AI-Based Predictive System for Cattle Pricing

TL;DR:Developed a predictive system for cattle market prices, helping secure fair prices with weekly retraining and a live dashboard to monitor prices and predictions. This is a project for 'Lonja de Binéfar', a cattle market in Spain.
The project made for Lonja de Binéfar is about developing a system that:
- Analyze the spanish cattle prices
- Create a predictive model to forecast the prices of the next week
- Create a dashboard to monitor the prices and the predictions
- Create a system of users where each user can see his own prices and predictions, incuding a dashboard with an analytics of the opinions
Link to an article about the project: Noticia Heraldo Aragón.
Technologies
Challenges
Building a reliable price prediction system for cattle markets is no small feat. The project came with a unique set of constraints that ruled out most off-the-shelf solutions:
- Scarce data (around 700 data points): With such a limited dataset, any model prone to overfitting was a non-starter.

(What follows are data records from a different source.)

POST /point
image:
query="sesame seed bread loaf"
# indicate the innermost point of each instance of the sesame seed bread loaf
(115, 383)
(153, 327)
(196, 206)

- Highly autocorrelated prices: Sequential dependencies in the data made it hard to isolate meaningful signals from noise.
- 64 distinct cattle categories: Each combination of sex, fat grade, and weight class carries its own pricing dynamics, demanding 64 individual models.
- A web of external influences: Prices respond to weather, feed costs, demand fluctuations, and geopolitical shifts (factors that are notoriously difficult to quantify, let alone model).
Solutions
These constraints pointed clearly toward simplicity. Complex neural networks (despite testing several different architectures) consistently overfitted the data, producing large spikes whenever the trend shifted. The solution had to be lightweight, fast to train across all 64 models, and robust under uncertainty.
The chosen approach: Bayesian Ridge Regression. This linear model applies Bayes’ theorem to estimate a full probability distribution over its coefficients (rather than a single point estimate). The result is a model that is both interpretable and honest about what it doesn’t know, which turned out to be a key feature for a client making high-stakes pricing decisions.
Prices alone, however, weren’t enough. Cattle prices are shaped by the push and pull between consumers (who drive prices
down) and producers (who push them up). By incorporating market sentiment from week t + 1 as an input feature, the
model gains a forward-looking signal that meaningfully improves prediction accuracy.
On top of that, the model is retrained every week with the latest data, keeping it in sync with the ever-shifting patterns of a highly autocorrelated market.
Results
The system is live and actively used by the client, giving them a data-driven edge in price negotiations. Through an intuitive dashboard they can monitor real-time prices alongside model predictions, while a role-based user system surfaces personalized forecasts and a detailed analytics view of market opinions.

Figure 1. The dashboard displaying real prices, predicted prices, and the prevailing market opinion from Binefar.
As the chart shows, predicted prices track real prices quite closely. Beyond the current week, the system also generates 4-week-ahead forecasts expressed as probability estimates (the likelihood that prices will rise, fall, or hold steady). This gives the client a clearer picture of where the market is heading and the confidence to act on it.